As dahlia breeders we are looking from the "outside in" to breed dahlias and the biochemical scientists are quite satisfied with looking at pieces of DNA., sort of an :inside out" approach. Ultimately, all of it is defined by the DNA but we get to putz along and do conventional plant breeding. Having said that, would you like to have blue pigment gene to incorporate in to your seedlings?

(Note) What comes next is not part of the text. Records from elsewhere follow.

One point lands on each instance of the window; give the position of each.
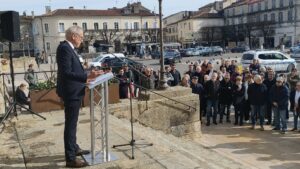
(273, 17)
(105, 25)
(258, 18)
(46, 28)
(281, 3)
(61, 27)
(291, 3)
(135, 25)
(96, 26)
(273, 4)
(280, 17)
(48, 46)
(248, 57)
(277, 56)
(155, 25)
(265, 17)
(84, 26)
(116, 25)
(266, 4)
(290, 15)
(146, 25)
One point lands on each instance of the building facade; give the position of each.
(124, 28)
(190, 28)
(270, 23)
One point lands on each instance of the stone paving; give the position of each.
(31, 142)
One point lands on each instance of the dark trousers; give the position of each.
(71, 119)
(269, 112)
(239, 114)
(222, 111)
(211, 104)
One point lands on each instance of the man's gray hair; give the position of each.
(257, 77)
(73, 30)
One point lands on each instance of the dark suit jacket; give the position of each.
(21, 97)
(71, 77)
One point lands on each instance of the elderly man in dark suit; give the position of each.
(71, 81)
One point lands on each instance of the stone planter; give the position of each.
(113, 95)
(45, 100)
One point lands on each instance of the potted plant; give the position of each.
(43, 97)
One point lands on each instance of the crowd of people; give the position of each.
(258, 95)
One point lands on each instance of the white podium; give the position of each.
(99, 121)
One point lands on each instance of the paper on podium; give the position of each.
(100, 79)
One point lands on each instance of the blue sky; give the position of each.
(38, 6)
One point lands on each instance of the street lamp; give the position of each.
(163, 83)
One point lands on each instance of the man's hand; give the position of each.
(93, 75)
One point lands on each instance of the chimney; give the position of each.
(48, 9)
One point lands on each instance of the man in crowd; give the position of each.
(176, 75)
(269, 82)
(279, 95)
(257, 93)
(225, 97)
(294, 100)
(212, 94)
(197, 88)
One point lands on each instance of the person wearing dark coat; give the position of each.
(238, 101)
(257, 95)
(212, 95)
(295, 108)
(198, 72)
(225, 97)
(254, 67)
(279, 95)
(197, 88)
(71, 85)
(269, 82)
(21, 96)
(123, 84)
(176, 75)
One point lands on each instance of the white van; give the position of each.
(97, 62)
(278, 61)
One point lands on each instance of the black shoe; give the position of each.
(294, 129)
(76, 164)
(275, 128)
(81, 152)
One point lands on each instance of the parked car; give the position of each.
(217, 50)
(278, 61)
(240, 49)
(171, 57)
(103, 59)
(294, 49)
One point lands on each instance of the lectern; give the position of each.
(99, 121)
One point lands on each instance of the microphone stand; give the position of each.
(12, 108)
(132, 142)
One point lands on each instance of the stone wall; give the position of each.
(159, 113)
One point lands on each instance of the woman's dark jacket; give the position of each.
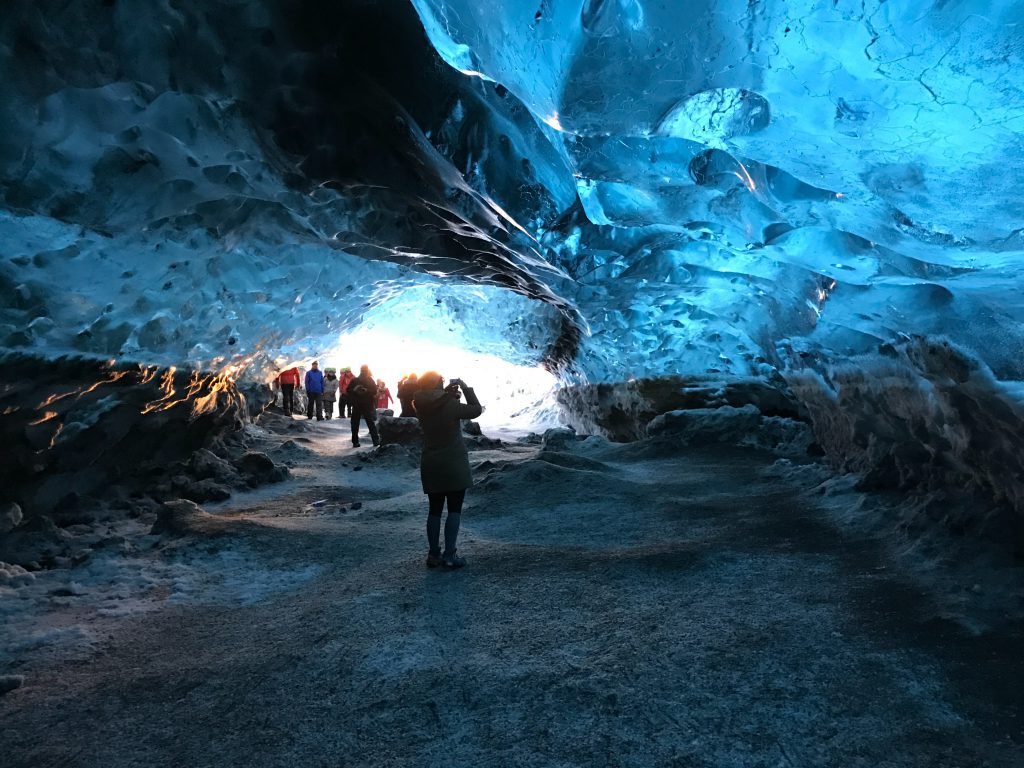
(444, 462)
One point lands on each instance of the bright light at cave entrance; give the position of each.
(513, 396)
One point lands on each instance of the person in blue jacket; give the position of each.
(314, 391)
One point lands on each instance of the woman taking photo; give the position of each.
(444, 462)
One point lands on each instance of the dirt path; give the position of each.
(622, 607)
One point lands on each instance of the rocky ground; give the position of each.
(625, 604)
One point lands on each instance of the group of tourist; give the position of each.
(444, 470)
(326, 387)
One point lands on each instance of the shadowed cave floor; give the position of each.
(621, 607)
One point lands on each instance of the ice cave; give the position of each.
(737, 284)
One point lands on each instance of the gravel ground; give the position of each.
(624, 605)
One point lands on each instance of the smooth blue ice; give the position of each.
(763, 176)
(655, 187)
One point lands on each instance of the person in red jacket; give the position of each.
(289, 380)
(383, 394)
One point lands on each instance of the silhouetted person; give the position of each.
(363, 398)
(330, 392)
(288, 380)
(314, 391)
(344, 403)
(408, 388)
(444, 461)
(383, 394)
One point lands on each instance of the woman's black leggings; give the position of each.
(455, 500)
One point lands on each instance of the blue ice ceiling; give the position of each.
(658, 187)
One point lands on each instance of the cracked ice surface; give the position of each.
(762, 175)
(620, 187)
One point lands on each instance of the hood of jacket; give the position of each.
(428, 401)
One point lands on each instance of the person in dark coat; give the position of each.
(289, 380)
(363, 398)
(344, 406)
(407, 388)
(444, 461)
(330, 392)
(314, 391)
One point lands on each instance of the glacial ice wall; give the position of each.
(655, 188)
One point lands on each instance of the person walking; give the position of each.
(288, 380)
(407, 388)
(444, 468)
(383, 394)
(330, 392)
(361, 397)
(314, 391)
(344, 403)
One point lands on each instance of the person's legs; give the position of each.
(371, 417)
(287, 392)
(434, 528)
(452, 523)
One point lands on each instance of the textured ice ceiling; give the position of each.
(620, 187)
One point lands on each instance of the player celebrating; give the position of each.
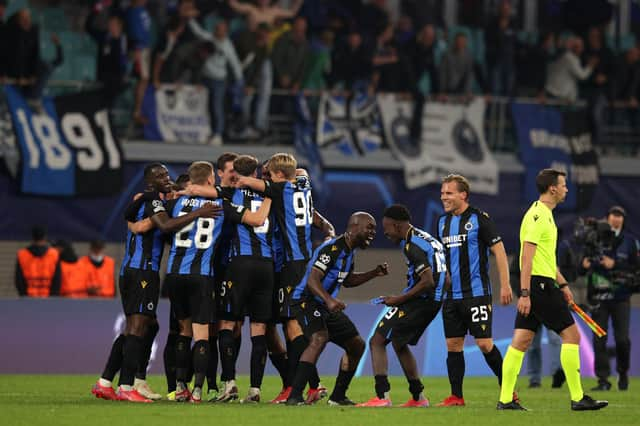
(413, 311)
(544, 295)
(468, 235)
(319, 312)
(294, 213)
(140, 281)
(190, 276)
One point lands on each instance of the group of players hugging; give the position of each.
(242, 248)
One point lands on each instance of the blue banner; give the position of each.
(47, 165)
(550, 138)
(66, 145)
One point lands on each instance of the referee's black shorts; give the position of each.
(548, 307)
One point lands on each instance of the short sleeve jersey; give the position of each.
(424, 253)
(539, 227)
(292, 206)
(144, 251)
(467, 239)
(335, 261)
(193, 246)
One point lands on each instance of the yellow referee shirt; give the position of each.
(539, 228)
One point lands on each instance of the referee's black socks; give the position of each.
(200, 361)
(494, 361)
(114, 363)
(227, 355)
(455, 368)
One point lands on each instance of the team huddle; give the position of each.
(243, 248)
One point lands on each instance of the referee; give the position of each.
(544, 294)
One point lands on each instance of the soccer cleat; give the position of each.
(315, 395)
(196, 396)
(452, 401)
(253, 397)
(229, 392)
(212, 395)
(182, 393)
(130, 395)
(513, 405)
(421, 403)
(295, 400)
(603, 385)
(376, 402)
(623, 382)
(282, 396)
(344, 402)
(145, 390)
(588, 403)
(104, 392)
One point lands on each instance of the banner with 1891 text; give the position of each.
(66, 145)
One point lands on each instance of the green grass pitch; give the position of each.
(65, 400)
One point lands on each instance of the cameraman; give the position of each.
(609, 295)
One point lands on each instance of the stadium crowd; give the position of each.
(244, 51)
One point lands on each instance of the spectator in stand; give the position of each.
(215, 72)
(112, 58)
(596, 87)
(37, 269)
(456, 69)
(253, 51)
(625, 85)
(264, 12)
(421, 52)
(22, 49)
(500, 42)
(73, 277)
(564, 73)
(351, 63)
(532, 63)
(99, 271)
(391, 69)
(373, 20)
(290, 56)
(139, 32)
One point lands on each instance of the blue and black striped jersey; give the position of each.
(422, 251)
(467, 239)
(144, 251)
(193, 247)
(292, 206)
(335, 260)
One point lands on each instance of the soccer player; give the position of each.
(318, 311)
(468, 236)
(412, 312)
(294, 213)
(190, 276)
(248, 286)
(544, 295)
(140, 282)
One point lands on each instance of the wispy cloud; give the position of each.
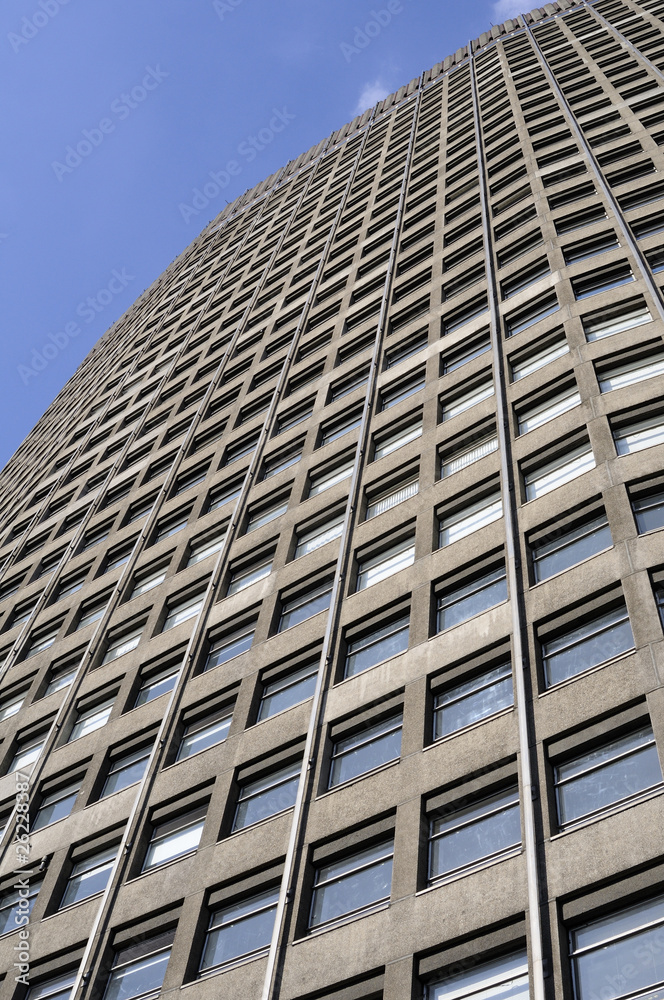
(371, 94)
(504, 9)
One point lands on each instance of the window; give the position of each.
(615, 319)
(366, 750)
(206, 732)
(386, 563)
(386, 444)
(139, 969)
(92, 611)
(481, 390)
(463, 522)
(305, 605)
(289, 690)
(563, 469)
(526, 364)
(567, 548)
(387, 499)
(91, 719)
(638, 435)
(244, 576)
(13, 907)
(203, 548)
(541, 412)
(616, 375)
(147, 580)
(88, 877)
(629, 939)
(267, 796)
(475, 834)
(353, 884)
(258, 516)
(649, 512)
(612, 773)
(174, 838)
(473, 700)
(240, 930)
(472, 598)
(505, 977)
(156, 685)
(315, 538)
(53, 989)
(325, 480)
(56, 806)
(597, 641)
(182, 610)
(228, 646)
(121, 644)
(125, 771)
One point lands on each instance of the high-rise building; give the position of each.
(332, 582)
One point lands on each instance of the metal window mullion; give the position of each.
(271, 980)
(596, 172)
(145, 786)
(513, 573)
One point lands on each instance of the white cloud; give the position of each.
(504, 9)
(371, 94)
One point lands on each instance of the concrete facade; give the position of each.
(381, 451)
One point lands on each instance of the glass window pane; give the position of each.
(473, 700)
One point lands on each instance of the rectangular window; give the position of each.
(472, 598)
(387, 500)
(366, 750)
(119, 645)
(385, 563)
(639, 435)
(475, 834)
(314, 539)
(139, 977)
(156, 685)
(125, 771)
(612, 773)
(203, 548)
(175, 838)
(206, 732)
(531, 417)
(377, 646)
(267, 796)
(616, 943)
(597, 641)
(183, 610)
(562, 469)
(305, 605)
(91, 719)
(505, 978)
(473, 700)
(56, 806)
(240, 930)
(531, 362)
(464, 522)
(245, 576)
(615, 319)
(286, 691)
(88, 877)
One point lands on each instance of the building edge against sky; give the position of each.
(332, 583)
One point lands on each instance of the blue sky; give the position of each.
(115, 111)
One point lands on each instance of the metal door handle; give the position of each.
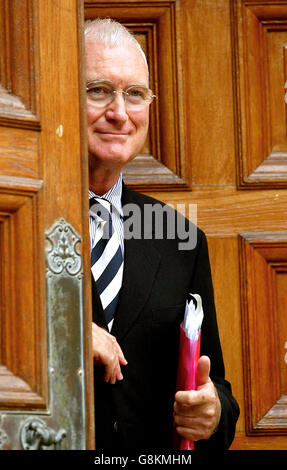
(36, 435)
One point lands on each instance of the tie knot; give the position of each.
(101, 208)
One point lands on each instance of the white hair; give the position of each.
(111, 33)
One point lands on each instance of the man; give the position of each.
(136, 349)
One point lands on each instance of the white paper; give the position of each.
(193, 317)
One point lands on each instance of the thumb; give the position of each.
(202, 371)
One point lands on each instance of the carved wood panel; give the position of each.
(260, 74)
(163, 163)
(264, 283)
(22, 356)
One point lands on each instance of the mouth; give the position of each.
(112, 133)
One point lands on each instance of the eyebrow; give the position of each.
(106, 80)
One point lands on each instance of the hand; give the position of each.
(197, 412)
(108, 353)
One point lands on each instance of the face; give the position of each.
(115, 135)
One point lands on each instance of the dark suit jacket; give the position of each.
(157, 280)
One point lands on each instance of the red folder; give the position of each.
(189, 352)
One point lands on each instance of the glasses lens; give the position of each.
(138, 95)
(100, 92)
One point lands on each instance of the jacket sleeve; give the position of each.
(210, 346)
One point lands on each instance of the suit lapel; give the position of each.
(141, 263)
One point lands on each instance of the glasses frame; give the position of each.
(124, 93)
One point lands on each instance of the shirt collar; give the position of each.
(114, 195)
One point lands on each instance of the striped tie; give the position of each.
(106, 257)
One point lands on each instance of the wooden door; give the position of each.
(44, 302)
(218, 140)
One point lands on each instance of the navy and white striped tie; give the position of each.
(106, 257)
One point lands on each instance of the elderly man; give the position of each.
(141, 284)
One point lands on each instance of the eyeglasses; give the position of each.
(102, 93)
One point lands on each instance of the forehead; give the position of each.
(121, 64)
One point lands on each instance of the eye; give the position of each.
(138, 93)
(98, 91)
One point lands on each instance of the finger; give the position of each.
(203, 370)
(121, 356)
(190, 398)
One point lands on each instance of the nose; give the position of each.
(116, 110)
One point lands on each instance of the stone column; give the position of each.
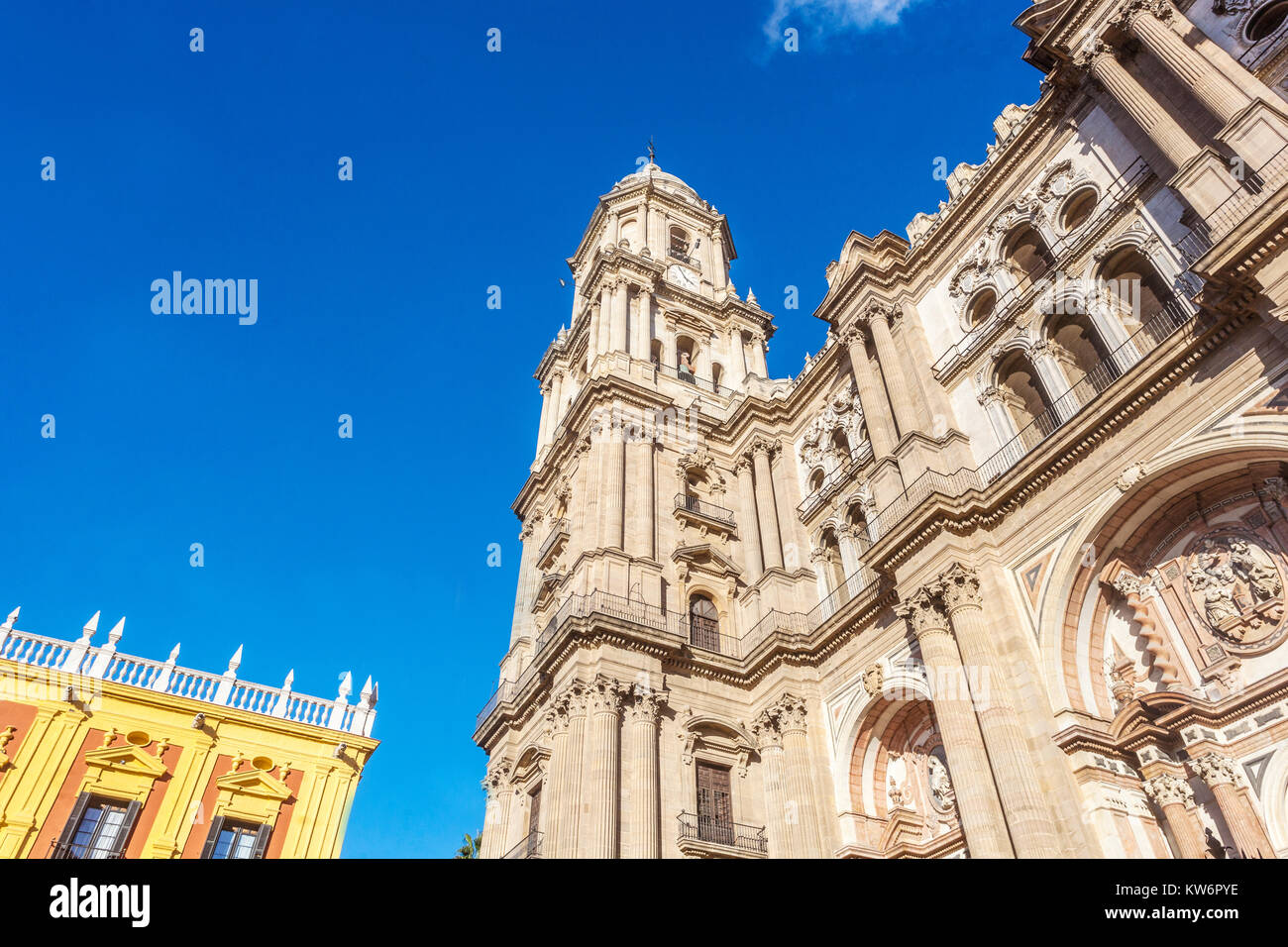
(613, 484)
(546, 411)
(800, 813)
(645, 789)
(527, 582)
(771, 541)
(644, 495)
(747, 526)
(568, 799)
(605, 317)
(557, 777)
(496, 819)
(978, 802)
(897, 382)
(601, 827)
(876, 407)
(1173, 796)
(1031, 828)
(1223, 777)
(592, 337)
(617, 341)
(769, 745)
(1176, 145)
(1219, 95)
(643, 337)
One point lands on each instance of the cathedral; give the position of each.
(1001, 571)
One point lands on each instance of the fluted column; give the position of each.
(767, 512)
(644, 495)
(572, 774)
(592, 335)
(604, 709)
(978, 802)
(643, 337)
(605, 317)
(1149, 115)
(613, 483)
(1031, 828)
(617, 341)
(1173, 796)
(780, 822)
(876, 406)
(789, 716)
(1223, 777)
(747, 526)
(544, 427)
(1144, 20)
(527, 581)
(496, 819)
(898, 385)
(557, 777)
(642, 712)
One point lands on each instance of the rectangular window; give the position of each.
(715, 804)
(98, 827)
(230, 839)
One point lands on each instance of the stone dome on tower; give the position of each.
(660, 178)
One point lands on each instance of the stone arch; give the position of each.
(1078, 599)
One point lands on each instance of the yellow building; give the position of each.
(106, 755)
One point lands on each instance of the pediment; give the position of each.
(127, 759)
(254, 783)
(706, 558)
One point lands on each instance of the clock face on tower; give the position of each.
(683, 277)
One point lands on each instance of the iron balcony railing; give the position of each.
(715, 831)
(1033, 283)
(836, 479)
(1172, 317)
(1257, 187)
(80, 852)
(687, 376)
(703, 508)
(528, 848)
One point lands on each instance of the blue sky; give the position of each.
(472, 169)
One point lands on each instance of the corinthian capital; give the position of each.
(1216, 770)
(960, 587)
(605, 694)
(1168, 789)
(923, 612)
(645, 703)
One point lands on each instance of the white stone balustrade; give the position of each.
(104, 663)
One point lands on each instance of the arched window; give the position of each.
(1077, 209)
(1133, 289)
(1266, 21)
(1024, 397)
(1026, 254)
(703, 624)
(679, 244)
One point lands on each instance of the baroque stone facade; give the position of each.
(1001, 573)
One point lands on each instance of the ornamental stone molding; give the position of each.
(1167, 789)
(1131, 475)
(605, 694)
(1216, 770)
(960, 587)
(785, 715)
(645, 703)
(923, 611)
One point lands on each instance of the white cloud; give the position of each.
(833, 16)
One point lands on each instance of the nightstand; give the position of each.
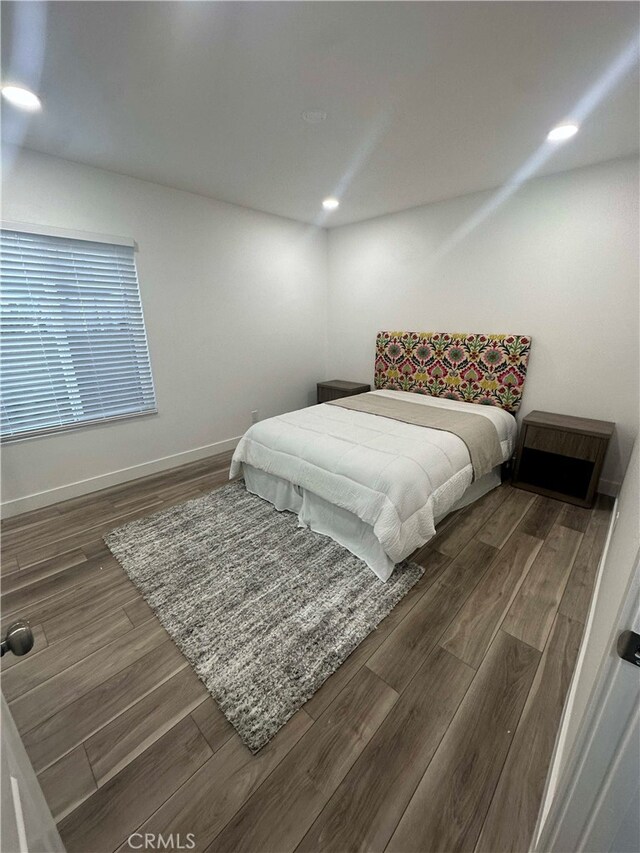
(336, 388)
(561, 456)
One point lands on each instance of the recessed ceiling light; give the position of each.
(562, 132)
(314, 116)
(22, 98)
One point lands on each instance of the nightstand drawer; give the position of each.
(562, 442)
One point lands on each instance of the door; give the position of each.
(593, 792)
(26, 824)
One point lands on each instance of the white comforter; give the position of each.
(394, 476)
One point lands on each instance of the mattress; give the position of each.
(396, 478)
(339, 524)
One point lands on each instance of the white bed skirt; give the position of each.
(339, 524)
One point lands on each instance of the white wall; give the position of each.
(235, 309)
(240, 307)
(557, 261)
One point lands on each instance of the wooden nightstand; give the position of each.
(561, 456)
(336, 388)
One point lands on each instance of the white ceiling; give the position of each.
(425, 100)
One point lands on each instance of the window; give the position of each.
(74, 347)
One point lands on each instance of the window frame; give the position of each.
(63, 233)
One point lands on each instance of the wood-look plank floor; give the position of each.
(434, 735)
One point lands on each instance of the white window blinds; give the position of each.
(74, 348)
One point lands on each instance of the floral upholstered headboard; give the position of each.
(485, 369)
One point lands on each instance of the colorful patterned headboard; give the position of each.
(485, 369)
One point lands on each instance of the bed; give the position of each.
(378, 471)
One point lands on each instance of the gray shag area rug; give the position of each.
(263, 610)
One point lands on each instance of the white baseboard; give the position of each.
(609, 487)
(123, 475)
(113, 478)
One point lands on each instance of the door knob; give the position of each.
(18, 639)
(629, 647)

No, I would not like to introduce abnormal color to my dahlias. I think they are already little miracles and I don't try to tell them what to be. I just set up the possibilities. If I want to design my flowers to a certain color I think it would take the fun right out of it. We already have lovely blue flowers we can mix with our dahlias....they don't have to BE the blue in a bouquet.
Oh oh! Found a blooper by last years assistant...So far, all but one of my Salish Sunsplinters plants has produced a beautiful HH Dragonfire! SO glad I have at least one Sunsplinters and hope there are more of them, but also really pleased to have multiple plants of HH Dragonfire! I think that makes 5 plants of it. Wow, are they ever pretty!
Since many of you aren't on Instagram, here is a picture of a second year seedling. The seed was sold and grown by another but the grower shared tubers back with me. I'm so happy to see it in person this year. The parentage is unknown since her seeds were mixed.
Picture of a seedling. Cropped off the bottom of the flower as it is faded there. Since I have confessed to doing it, here is what the original looked like.
We may mark it to keep; I will ask Margaret.
That looks like Santa in Covid 19 season...going a bit shaggy and in need of a trim while waiting for the barbershop to open Maybe I could take a photo of my husband's head and edit it into a good haircut?
Sellwood Glory was a color sport of a 1936 dahlia called Ballego's Glory(Orange and yellow) and the sport happened in about 1950 in the garden of a Portland Dahlia Society member who lived in Sellwood, a small town gobbled up by the expansion of Portland. Our club had a challenge trophy for years for the best one in the show(ended before I joined the club).
When we were first growing seedlings, we gave a short tour to some garden visitors to have them pick out their favorite varieties. . Several people picked out Sellwood Glory as their favorite. It is a poor tuber maker-keeper although in an odd year, you might get a bunch of nice tubers. The next year you will probably lose all your stock. Old House Gardens sold it for years, but their stock of it was actually grown by Swan Island Dahlias under a private contract. The plants were located in a non public area. The Holland sellers used to sell it and it had a mis-spelled name on the package and I remember Glory was spelled Glorie or some such thing.
Name: Amanda CA Redwood Coast - Zone 9b DahliaAddict.com
I would guess less than half my plants have bloomed yet. But here is some Summer Rain. Vista Minnie and N-Force are blooming, but my phone turns them into magenta blobs.
Here's a dramatic re-enactment of my photo of N-Force which I like and will grow again.
Name: Amanda CA Redwood Coast - Zone 9b DahliaAddict.com
My image does make it look variegated, but I don't believe that it is. The reality is rather like Sellwood Glory in that the color changes are not smooth like you can see the 'pixels'.